Neuer Nabucco in Verona: Ein High-Tech-Spektakel ohne historischen Bezug irritiert

Giuseppe Verdi, Nabucco  Neuinszenierung, Arena di Verona, 16. August 2025

Fotos: ©Ennevi Foto/Fondazione Arena

Der italienische Opernregisseur Stefano Poda durfte 2023 die abstrakt-spektakuläre 100-Jahr-Jubiläums-Aida in der Arena von Verona inszenieren, die in dieser Saison erneut auf dem Spielplan steht.

Jetzt wurde Poda auch die Neuinszenierung des „Nabucco“ anvertraut – ein gigantisches High-Tech-Spektakel mit zahllosen Lichteffekten auf der Bühne und integriert in die futuristischen Kostüme (wurde das Ganze von einer freigiebigen Elektrizitätsgesellschaft gesponsert?) und bewusst ohne jeden historischen Bezug.

Giuseppe Verdi
Nabucco

Musikalische Leitung: Pinchas Steinberg

Regie, Kostüme, Licht, Choreographie: Stefano Poda

Orchestra, Coro, Ballo e Tecnici di Fondazione Arena di Verona
Chorleiter: Roberto Gabbiani

Arena di Verona, 16. August 2025 Neuinszenierung
in italienischer Sprache

von Dr. Charles E. Ritterband

Wer Podas Anmerkungen im Programmheft ignoriert, bleibt ratlos – auch die Kenntnis der Handlung, deren Protagonisten ganz wie bei Podas Aida-Neuinszenierung in der Masse von Statisten und Choristen untergehen, nützt dem Zuschauer gar nichts. Musikalisch hervorragend – szenisch irritierend.

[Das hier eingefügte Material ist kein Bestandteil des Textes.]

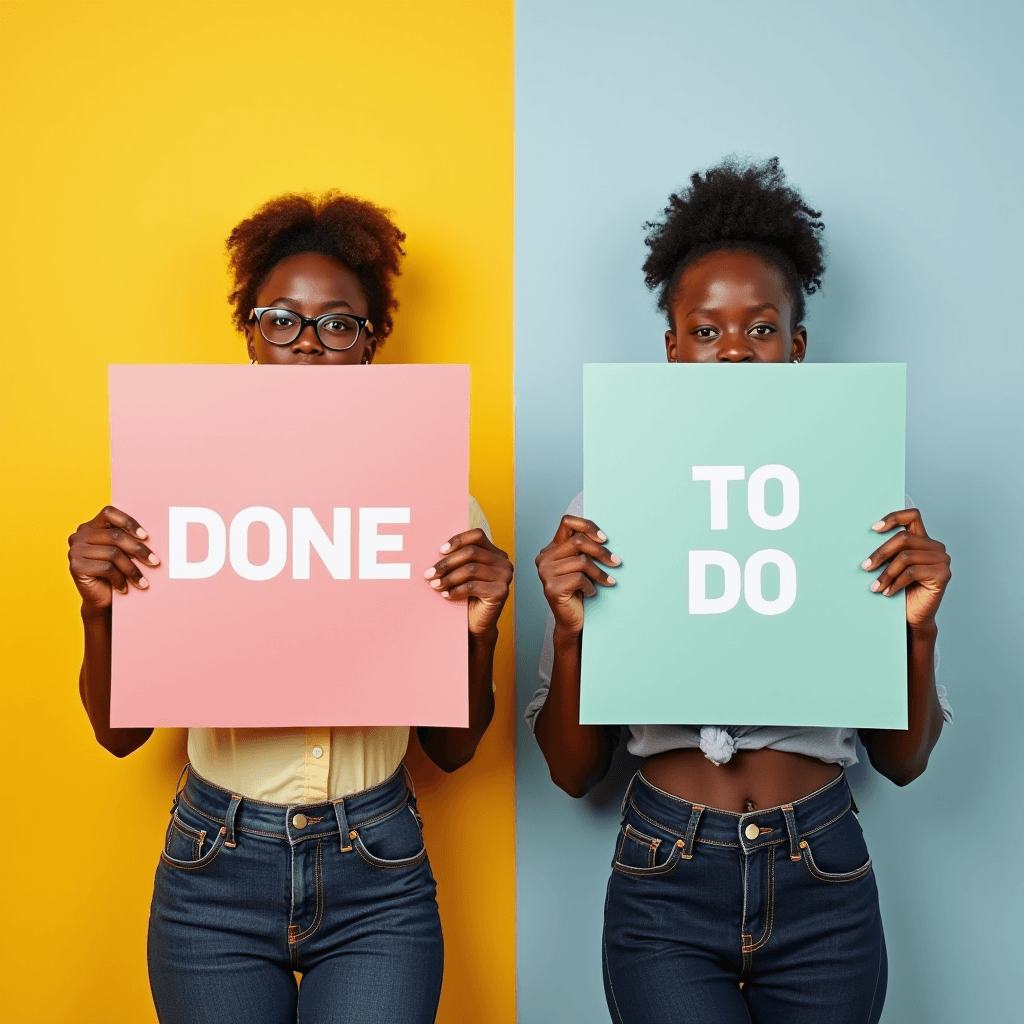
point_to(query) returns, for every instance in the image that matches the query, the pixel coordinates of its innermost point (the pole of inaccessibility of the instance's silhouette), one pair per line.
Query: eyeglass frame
(364, 323)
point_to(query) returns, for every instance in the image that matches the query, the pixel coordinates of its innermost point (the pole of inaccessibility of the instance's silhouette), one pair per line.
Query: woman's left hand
(473, 570)
(918, 564)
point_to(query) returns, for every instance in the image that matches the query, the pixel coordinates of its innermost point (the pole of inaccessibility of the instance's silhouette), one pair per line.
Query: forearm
(451, 748)
(578, 755)
(901, 755)
(94, 686)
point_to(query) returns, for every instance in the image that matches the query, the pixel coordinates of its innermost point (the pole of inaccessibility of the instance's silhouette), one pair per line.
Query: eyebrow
(331, 304)
(754, 309)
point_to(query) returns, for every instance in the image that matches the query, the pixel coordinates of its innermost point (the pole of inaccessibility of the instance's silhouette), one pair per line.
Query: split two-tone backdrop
(134, 140)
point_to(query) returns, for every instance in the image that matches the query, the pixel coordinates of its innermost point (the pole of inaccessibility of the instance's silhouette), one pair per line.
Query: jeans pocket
(395, 841)
(640, 855)
(186, 847)
(837, 853)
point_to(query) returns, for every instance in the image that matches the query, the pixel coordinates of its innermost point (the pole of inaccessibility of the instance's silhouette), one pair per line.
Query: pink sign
(294, 510)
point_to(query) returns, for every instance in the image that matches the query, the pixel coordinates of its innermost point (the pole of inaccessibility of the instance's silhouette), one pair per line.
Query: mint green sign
(740, 499)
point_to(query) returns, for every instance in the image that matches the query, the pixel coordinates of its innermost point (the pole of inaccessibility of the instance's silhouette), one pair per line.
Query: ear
(671, 348)
(798, 348)
(250, 341)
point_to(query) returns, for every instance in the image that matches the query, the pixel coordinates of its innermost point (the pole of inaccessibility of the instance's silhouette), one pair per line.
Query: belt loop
(629, 793)
(228, 829)
(346, 836)
(691, 829)
(853, 802)
(178, 787)
(791, 826)
(409, 782)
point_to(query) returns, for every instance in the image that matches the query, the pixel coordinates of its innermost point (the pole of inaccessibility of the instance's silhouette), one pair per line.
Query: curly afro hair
(351, 230)
(737, 206)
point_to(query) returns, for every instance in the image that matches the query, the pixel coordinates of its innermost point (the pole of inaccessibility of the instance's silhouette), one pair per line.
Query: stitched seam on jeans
(647, 872)
(824, 824)
(379, 817)
(604, 953)
(209, 817)
(816, 871)
(204, 861)
(770, 913)
(387, 864)
(318, 892)
(657, 824)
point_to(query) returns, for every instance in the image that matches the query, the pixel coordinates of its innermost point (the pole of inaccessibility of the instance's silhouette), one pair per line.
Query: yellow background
(136, 135)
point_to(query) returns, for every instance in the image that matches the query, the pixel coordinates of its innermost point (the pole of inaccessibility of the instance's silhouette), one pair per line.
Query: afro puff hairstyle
(351, 230)
(740, 206)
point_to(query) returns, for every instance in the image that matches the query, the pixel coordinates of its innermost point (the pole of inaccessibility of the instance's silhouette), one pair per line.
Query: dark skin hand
(733, 307)
(105, 553)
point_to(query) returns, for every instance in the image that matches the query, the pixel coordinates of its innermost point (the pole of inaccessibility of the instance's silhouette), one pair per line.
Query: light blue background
(902, 122)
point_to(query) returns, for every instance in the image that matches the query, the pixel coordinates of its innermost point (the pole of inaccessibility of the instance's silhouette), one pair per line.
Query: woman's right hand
(101, 554)
(568, 569)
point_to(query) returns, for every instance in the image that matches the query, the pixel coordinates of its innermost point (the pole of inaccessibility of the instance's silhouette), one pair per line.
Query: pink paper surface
(230, 651)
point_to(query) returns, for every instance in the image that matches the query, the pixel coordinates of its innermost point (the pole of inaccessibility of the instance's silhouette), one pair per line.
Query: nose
(307, 343)
(734, 347)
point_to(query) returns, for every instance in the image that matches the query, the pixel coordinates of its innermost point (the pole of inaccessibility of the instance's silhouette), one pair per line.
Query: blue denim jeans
(248, 893)
(715, 918)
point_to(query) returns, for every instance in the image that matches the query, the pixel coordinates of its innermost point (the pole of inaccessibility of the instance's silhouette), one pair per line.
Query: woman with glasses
(740, 887)
(243, 899)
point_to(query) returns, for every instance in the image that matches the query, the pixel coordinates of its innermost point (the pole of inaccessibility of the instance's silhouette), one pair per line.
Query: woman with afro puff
(741, 889)
(298, 850)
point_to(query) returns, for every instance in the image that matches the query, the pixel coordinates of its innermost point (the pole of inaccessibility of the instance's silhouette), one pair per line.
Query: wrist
(566, 638)
(93, 615)
(486, 636)
(927, 631)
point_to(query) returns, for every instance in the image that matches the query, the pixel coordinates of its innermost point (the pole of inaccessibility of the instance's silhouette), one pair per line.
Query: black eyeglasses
(336, 331)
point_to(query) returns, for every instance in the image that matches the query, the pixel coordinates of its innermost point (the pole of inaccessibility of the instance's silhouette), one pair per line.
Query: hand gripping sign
(294, 510)
(740, 500)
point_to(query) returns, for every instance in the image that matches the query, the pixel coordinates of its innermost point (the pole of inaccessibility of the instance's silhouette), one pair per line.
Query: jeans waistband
(295, 822)
(695, 823)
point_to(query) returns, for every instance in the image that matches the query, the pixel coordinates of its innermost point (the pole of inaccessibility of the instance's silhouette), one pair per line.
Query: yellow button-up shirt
(303, 765)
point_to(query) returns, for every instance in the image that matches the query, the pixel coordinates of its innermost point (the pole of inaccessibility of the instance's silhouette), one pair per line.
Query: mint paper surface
(837, 656)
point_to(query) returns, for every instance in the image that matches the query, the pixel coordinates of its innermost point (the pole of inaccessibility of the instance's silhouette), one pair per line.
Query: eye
(338, 325)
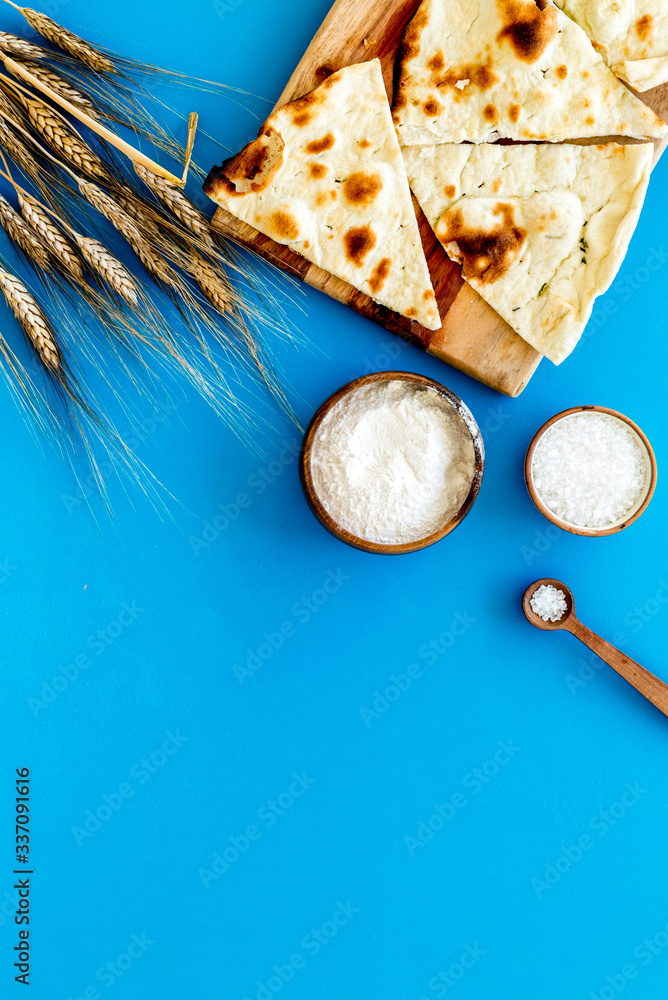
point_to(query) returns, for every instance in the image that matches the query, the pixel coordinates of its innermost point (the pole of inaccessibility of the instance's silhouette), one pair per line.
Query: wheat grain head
(32, 320)
(19, 47)
(65, 142)
(23, 236)
(177, 203)
(52, 237)
(63, 88)
(108, 268)
(156, 266)
(74, 45)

Wie bei „Aida“ sehnt man sich nach den „klassischen Inszenierungen“ zurück. 

Die gigantische Bühne wird dominiert von zwei mächtigen Neonlichtskulpturen, die sich ständig drehen, in verschiedenen Farben blinken und zum Happy End in eine riesige Kugel verschmelzen. Diese beiden Halbkugeln, so Poda, verkörpern die Konfrontation und am Ende die Wiedervereinigung von zwei Polen: Die Polarität von Hebräern und Babyloniern, von Spiritualität und Rationalität, Glaube und Vernunft.
Zwei Pole, die sich während der gesamten Bühnenhandlung anziehen und abstoßen, dann  zur Synthese des Finales zu gelangen, in dem sich die beiden Gegensätze versöhnen.

Postmoderner Bühnenkontext und futuristisches Lichtlabyrinth, das mit der schlichten Kulisse der Arena-Stufen kontrastiert, eine „Kathedrale aus Licht und Dunkelheit“, wie Poda verkündet.

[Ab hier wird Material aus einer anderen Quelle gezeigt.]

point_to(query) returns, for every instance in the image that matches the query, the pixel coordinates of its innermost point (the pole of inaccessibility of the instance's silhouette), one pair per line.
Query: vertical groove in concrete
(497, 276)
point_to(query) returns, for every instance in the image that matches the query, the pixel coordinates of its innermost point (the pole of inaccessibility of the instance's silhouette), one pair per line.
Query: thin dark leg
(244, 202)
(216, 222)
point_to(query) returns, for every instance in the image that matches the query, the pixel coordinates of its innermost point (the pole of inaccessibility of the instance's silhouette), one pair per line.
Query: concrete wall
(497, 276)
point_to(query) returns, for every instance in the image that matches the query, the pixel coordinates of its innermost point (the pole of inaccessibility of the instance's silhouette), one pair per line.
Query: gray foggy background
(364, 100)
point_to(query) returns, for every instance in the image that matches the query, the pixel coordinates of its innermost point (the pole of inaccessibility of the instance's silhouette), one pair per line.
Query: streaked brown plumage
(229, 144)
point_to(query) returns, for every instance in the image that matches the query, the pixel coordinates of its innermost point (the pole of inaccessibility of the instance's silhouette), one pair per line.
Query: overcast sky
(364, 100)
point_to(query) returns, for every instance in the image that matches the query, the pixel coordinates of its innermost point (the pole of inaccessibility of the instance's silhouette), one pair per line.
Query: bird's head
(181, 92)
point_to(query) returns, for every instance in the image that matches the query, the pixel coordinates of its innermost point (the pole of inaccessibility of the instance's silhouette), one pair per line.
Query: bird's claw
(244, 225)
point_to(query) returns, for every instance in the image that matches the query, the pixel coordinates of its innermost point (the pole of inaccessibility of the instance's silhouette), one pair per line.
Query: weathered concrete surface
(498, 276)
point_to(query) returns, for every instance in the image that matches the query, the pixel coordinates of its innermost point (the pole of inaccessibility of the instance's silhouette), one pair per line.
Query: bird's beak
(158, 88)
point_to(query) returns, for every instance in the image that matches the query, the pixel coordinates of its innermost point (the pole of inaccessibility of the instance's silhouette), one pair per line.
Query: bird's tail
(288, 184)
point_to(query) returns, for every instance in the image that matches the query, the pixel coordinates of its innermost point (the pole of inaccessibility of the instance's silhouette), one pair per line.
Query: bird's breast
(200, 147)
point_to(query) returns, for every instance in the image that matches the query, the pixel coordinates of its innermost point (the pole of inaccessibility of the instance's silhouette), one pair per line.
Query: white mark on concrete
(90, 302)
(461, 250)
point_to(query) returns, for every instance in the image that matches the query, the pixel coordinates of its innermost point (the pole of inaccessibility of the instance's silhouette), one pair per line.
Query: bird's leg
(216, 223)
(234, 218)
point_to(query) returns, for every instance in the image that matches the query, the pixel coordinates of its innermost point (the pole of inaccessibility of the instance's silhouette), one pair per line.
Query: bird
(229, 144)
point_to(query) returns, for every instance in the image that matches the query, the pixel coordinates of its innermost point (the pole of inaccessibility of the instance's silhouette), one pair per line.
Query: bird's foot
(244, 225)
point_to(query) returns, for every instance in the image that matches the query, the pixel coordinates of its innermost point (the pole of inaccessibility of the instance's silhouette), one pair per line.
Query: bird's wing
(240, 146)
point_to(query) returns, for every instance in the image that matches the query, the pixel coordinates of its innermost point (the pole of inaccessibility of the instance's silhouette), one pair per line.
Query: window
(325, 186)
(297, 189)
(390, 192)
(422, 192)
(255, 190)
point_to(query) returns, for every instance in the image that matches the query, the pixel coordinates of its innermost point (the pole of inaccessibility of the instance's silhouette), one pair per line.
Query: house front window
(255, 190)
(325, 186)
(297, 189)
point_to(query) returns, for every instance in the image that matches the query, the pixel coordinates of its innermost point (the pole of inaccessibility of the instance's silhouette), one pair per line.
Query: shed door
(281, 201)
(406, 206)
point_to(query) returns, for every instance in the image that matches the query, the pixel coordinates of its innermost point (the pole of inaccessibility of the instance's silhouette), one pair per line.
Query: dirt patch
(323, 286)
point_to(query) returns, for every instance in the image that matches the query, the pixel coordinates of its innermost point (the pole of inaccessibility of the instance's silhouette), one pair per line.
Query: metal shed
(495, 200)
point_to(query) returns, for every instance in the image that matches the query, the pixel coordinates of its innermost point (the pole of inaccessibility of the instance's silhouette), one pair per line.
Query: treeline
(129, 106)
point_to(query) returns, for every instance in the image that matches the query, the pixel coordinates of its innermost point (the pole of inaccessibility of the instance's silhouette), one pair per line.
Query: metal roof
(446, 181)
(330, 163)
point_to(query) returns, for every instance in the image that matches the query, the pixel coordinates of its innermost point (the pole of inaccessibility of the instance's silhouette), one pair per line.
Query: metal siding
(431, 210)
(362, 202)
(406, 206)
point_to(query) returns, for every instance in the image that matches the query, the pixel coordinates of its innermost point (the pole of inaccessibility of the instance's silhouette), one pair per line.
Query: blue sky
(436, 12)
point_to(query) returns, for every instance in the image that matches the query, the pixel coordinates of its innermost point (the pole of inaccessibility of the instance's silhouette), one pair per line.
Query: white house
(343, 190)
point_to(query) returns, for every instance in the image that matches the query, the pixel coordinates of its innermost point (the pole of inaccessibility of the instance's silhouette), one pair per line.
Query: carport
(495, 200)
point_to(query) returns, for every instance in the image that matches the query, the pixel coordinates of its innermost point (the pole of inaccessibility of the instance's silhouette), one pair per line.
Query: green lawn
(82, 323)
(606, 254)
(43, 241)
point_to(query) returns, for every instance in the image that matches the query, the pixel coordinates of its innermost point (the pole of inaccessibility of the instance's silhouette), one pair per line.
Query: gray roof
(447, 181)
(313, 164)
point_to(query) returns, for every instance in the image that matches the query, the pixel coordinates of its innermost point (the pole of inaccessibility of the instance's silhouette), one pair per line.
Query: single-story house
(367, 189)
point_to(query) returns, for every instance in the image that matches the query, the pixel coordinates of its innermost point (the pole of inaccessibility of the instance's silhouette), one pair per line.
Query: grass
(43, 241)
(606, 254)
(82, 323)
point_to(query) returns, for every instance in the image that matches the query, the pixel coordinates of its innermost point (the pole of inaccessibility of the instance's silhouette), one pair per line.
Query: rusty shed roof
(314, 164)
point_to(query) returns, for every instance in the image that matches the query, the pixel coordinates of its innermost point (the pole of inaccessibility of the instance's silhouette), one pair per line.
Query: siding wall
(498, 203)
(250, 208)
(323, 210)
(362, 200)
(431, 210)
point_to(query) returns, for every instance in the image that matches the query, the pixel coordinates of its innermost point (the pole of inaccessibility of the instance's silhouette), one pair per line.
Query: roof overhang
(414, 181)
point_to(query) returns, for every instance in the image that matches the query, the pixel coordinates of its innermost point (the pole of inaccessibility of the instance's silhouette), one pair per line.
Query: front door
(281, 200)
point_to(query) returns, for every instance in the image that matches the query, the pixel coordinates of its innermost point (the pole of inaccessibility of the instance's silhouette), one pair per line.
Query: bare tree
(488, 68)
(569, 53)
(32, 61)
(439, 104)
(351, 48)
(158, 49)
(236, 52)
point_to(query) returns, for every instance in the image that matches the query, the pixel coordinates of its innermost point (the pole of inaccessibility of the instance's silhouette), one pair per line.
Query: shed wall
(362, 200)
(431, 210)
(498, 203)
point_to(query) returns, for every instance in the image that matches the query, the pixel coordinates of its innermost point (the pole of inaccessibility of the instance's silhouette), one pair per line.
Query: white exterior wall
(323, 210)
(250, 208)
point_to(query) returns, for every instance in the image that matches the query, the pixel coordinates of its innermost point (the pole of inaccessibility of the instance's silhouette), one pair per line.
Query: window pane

Das ist wohl alles sehr gut durchdacht, intellektuell und abstrakt – aber mit der Handlung des guten alten „Nabucco“ hat das alles herzlich wenig oder besser gesagt – nicht das Geringste zu tun. Das ist zweifellos die ambitionierte Selbstdarstellung eines Meisters des modernen Regietheaters, das uns ja immer wieder in Erstaunen versetzt, befremdet und zumeist auch abstößt. Mit Verdis „Nabucco“ hat das nur bedingt zu tun, es sei denn auf einer höheren Abstraktionsebene. Vielleicht müsste man einfach den Titel ändern, um das ahnungslose Arena-Publikum nicht völlig vor den Kopf zu stoßen: „Elektro-Nabucco“ oder so ähnlich.

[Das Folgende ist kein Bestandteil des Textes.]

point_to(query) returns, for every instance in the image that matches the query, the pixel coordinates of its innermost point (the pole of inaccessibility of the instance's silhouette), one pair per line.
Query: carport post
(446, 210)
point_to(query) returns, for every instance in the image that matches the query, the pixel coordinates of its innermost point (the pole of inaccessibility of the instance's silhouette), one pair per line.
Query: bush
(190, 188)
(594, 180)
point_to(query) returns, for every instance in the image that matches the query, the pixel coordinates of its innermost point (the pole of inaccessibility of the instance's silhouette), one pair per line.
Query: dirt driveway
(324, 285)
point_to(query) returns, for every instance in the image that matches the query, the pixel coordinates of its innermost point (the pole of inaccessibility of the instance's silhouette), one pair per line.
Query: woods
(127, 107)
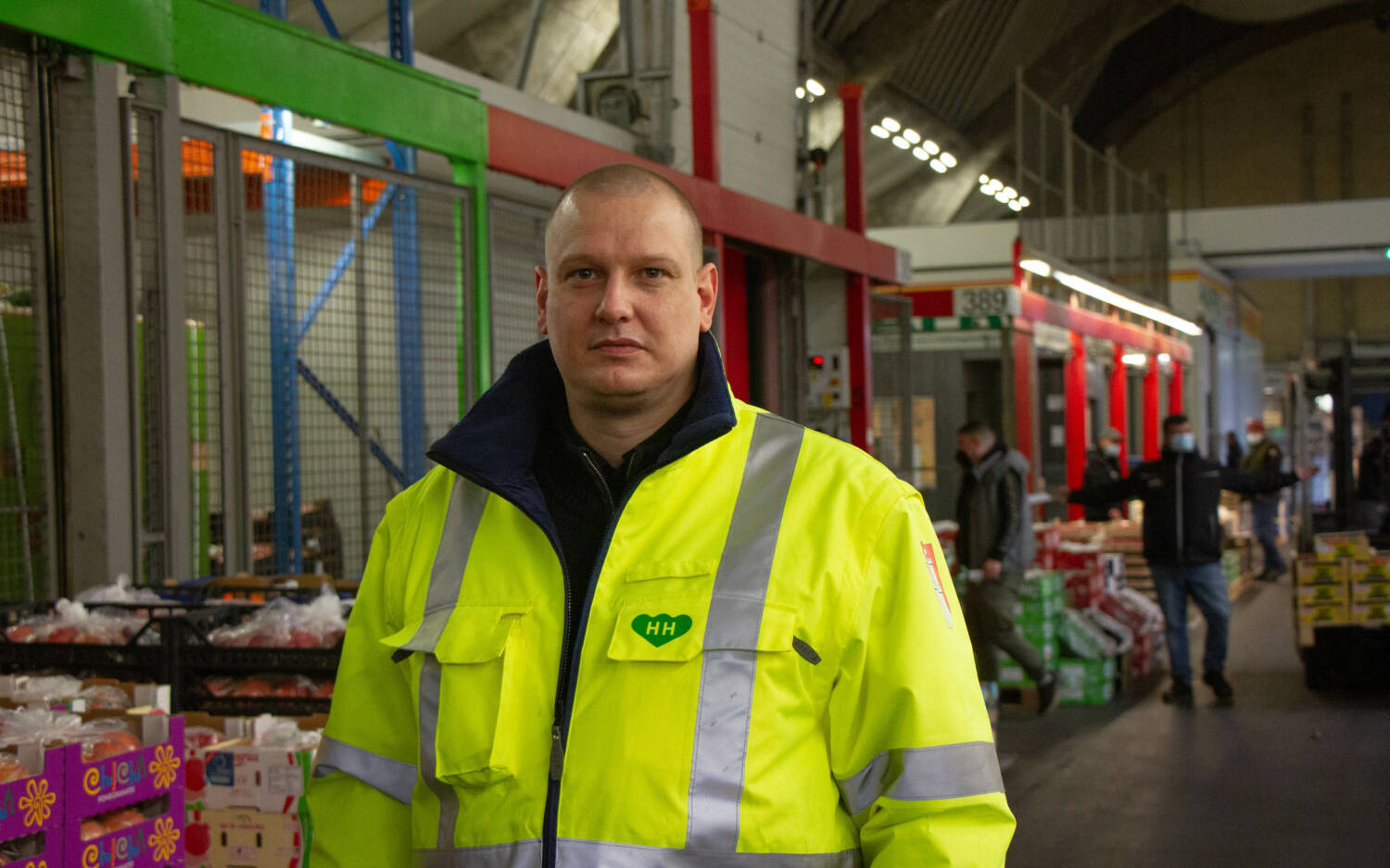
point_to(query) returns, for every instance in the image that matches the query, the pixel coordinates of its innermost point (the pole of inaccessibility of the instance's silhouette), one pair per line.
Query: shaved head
(625, 180)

©Ennevi Foto/Fondazione Arena

Immerhin: wie bei Podas „Aida“ sei dem Regisseur konzediert: Das Ganze ist in der Tat ein überwältigendes, technisch perfektes und überaus aufwendiges Spektakel, das den Zuschauer permanent überrascht, ihn überwältigt und ihm dann wieder den Atem raubt. Der Höhepunkt dieser Inszenierung – vielfach angekündigt – verfehlt ihre Wirkung nicht:

Wenn Nabucco sich in seiner Hybris zum Gott ernennt („non sono re – son Dio“) wartet man in jeder Inszenierung gespannt auf die bühnenwirksame Reaktion Gottes. Hier ist es ein mächtiger Vulkan, der im hinteren Teil der Bühne mit viel Getöse, Feuerschwaden und Rauchwolken ausbricht. Ein herrliches Spektakel.

©Ennevi Foto/Fondazione Arena

Die unbestrittenen Stars unter den Protagonisten waren Youngjun Park als Nabucco und Olga Maslova als Stieftochter und weiblicher Bösewicht sowie ihr „edles“ Gegenstück Aigul Akhmetshina als Fenena. Der Südkoreaner Park sang mit warmer, flexibler, gefühlvoller Baritonstimme und großem vokalen Ausdruck, die Sopranistin Maslova aus Voronezh brachte die Abigaille dominant und schillernd mit präzisen Phrasierungen . Die russische Mezzosopranistin Aigul Akhmetshina, die zuletzt als Carmen begeisterte, verlieh der Fenena berührend- einfühlsame Züge und satte, frauliche Tiefe.

Der Dirigent Pinchas Steinberg leitete das Hausorchester der Arena souverän und präzise, allerdings vielleicht etwas allzu zurückhaltend.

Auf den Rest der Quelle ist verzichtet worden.